The European Yearbook on Human Rights has issued a call for contributions for its 2023 issue. The 2023 issue has a special focus on 'Rethinking Human Rights'. The Yearbook publishes mostly about the European Convention on Human Rights and the Council of Europe. It also contains sections on human rights in the European Union, the Organisation for Security and Co-operation in Europe as well as cross-cutting analysis and commentary.
Here is the description of the call:
The challenges of upholding human rights in the world a numerous. While the universal framework for the protection of human rights still has validity and is of utter importance, it is time to question whether there is a need to rethink human rights and adapt applicable frameworks to current challenges for humanity ́s wellbeing and future.
In a special edition dedicated to new human rights challenges, the European Yearbook on Human Rights aims at shedding light on the most pressing issues that might impair the enjoyment of human rights in Europe and beyond in the near future.

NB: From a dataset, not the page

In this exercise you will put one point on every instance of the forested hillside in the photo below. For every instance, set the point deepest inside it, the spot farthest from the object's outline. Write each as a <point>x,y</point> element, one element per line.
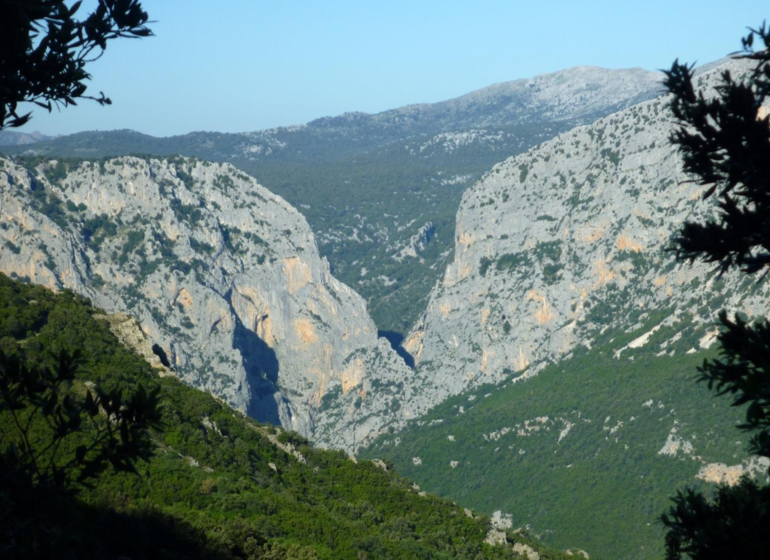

The aim of the special edition is to bring together research about topics that might have not received sufficient attention by academia or in public discourses but which are likely to shape our lives in the near future.
Therefore, we encourage submissions related to the identification of new human rights challenges but also related to innovative ways and processes to advocate and improve human rights protection for all.
Submissions may relate to (not exhaustive list)
- Human rights and climate change and environmental degradation
- Human rights and energy security
- Human rights litigation
- Human rights protection at the local level
- Human rights and arts
- Human rights and conflict
Authors will be invited to submit full contributions based on an abstract (max 500 words) that should be send by 18 December 2022. Abstracts should be submitted with a short bio to email@example.com.
The deadline for submitting the manuscript is end of March 2023.
The Yearbook is edited by representatives of the major Austrian human rights research, training and teaching institutions – the European Training and Research Centre for Human Rights and Democracy of the University of Graz; the Austrian Human Rights Institute of the University of Salzburg and the Vienna Forum for Democracy and Human Rights – and the Global Campus of Human Rights, Venice. It is published by Intersentia and all contributions are subject to a double-blind review process ensuring the highest academic standards.